See also WAC 308-128F-020.

[4] Appellant argues that the Federal policy and claims-made policies in general do not provide the mandated coverage because, even though the policy was in effect at the time of appellant's alleged error or omission, the policy does not provide coverage for Safeco's claim based on that alleged error. Appellant's argument is without merit. Claims-made policies in general do not violate public policy. See, e.g., Breaux v. St. Paul Fire & Marine Ins. Co., 326 So. 2d 891 (La. Ct. App. 1976); Rotwein v. General Accident Group, 103 N.J. Super. 406, 247 A.2d 370, 376 (1968). RCW 18.44.050 requires escrow agents to carry professional liability coverage for errors and omissions. RCW 18.44.050. The act does not purport to require insurers to offer such coverage. In fact, it permits the director to waive *341 the errors and omissions requirement if it appears such a "policy is not reasonably available". RCW 18.44.360. Thus, it is clear that the thrust of the act is not to mandate that insurers provide a particular kind of coverage; instead, the apparent purpose of the provision is to require agents to carry some type of professional liability coverage.

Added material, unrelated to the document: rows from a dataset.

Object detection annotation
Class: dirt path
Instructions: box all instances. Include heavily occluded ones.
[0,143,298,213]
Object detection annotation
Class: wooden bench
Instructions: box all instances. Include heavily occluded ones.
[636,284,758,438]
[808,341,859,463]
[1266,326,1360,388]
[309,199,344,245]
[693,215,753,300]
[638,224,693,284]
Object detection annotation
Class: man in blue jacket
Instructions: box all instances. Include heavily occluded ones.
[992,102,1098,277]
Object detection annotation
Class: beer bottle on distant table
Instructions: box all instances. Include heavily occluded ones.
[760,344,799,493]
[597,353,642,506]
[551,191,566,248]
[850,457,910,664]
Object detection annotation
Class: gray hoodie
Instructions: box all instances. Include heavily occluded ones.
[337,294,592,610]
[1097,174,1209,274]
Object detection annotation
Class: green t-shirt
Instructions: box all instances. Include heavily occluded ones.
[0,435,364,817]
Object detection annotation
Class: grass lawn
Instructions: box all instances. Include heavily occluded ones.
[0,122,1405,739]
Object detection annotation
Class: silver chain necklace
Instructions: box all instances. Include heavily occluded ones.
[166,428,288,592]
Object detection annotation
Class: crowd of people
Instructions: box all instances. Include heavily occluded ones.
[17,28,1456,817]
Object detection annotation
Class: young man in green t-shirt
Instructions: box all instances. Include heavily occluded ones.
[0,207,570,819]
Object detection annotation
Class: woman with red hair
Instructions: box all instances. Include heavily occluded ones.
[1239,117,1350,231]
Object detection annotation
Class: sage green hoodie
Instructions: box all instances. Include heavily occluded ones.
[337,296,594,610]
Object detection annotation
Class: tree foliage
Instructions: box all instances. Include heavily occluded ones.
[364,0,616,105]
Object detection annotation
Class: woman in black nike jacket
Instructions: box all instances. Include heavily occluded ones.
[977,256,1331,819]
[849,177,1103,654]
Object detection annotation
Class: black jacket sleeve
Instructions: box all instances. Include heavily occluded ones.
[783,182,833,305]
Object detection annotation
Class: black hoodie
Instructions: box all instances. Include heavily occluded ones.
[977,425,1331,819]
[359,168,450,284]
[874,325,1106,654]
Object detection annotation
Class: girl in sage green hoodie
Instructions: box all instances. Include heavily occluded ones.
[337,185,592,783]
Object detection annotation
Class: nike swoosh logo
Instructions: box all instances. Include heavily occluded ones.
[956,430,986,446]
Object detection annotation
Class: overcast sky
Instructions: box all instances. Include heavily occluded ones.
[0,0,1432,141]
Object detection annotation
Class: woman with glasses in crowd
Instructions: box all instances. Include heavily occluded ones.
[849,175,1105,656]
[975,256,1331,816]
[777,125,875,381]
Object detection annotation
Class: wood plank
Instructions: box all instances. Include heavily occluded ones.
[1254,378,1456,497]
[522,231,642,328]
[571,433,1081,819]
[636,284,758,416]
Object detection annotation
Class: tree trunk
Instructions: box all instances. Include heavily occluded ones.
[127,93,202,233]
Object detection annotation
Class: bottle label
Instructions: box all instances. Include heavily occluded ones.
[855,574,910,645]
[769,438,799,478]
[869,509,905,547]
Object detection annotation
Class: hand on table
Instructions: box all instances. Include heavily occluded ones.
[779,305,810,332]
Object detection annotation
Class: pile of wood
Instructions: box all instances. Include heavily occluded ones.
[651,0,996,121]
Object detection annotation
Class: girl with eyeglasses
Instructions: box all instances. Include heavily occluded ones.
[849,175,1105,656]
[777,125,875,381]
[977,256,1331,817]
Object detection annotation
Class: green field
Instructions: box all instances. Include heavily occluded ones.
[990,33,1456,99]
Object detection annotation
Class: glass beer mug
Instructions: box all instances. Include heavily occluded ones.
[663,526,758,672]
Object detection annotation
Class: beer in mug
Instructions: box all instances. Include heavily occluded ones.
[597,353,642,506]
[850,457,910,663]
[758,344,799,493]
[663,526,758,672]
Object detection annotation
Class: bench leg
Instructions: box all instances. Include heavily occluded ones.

The reason appellant did not have coverage under this policy is not because the coverage of the policy itself was inadequate under RCW 18.44.050. Rather, appellant did not have coverage because (1) no claim was made during the policy period; (2) neither appellant nor First Washington notified respondent during the policy period of the known facts and circumstances here that might lead to a claim, thus preserving coverage under the claims after termination clause; and (3) neither appellant nor First Washington chose to purchase "Discovery Period Extension" coverage available from this insurer and explained in appellant's policy to cover additional claims made after the termination based on acts occurring within the original policy period.[1] The policy here potentially provided full coverage for appellant under the facts of this case. The fact that coverage was not provided was a result of appellant's failure to notify respondent of the facts and circumstances that might lead to a claim. Accordingly, there is no basis for concluding that this policy provided statutorily inadequate coverage.

The judgment of the trial court is affirmed.

WEBSTER and WINSOR, JJ., concur.

Reconsideration denied July 26, 1989.

Review denied at 113 Wash. 2d 1026 (1989).

NOTES

[1] We note that generally when an insured's claims-made policy is terminated or lapses, the insured purchases additional "tail" coverage against future claims arising from occurrences within the claims-made period. R. Keeton & A. Widiss, Insurance Law § 5.10(d)(3), at 598 (1988).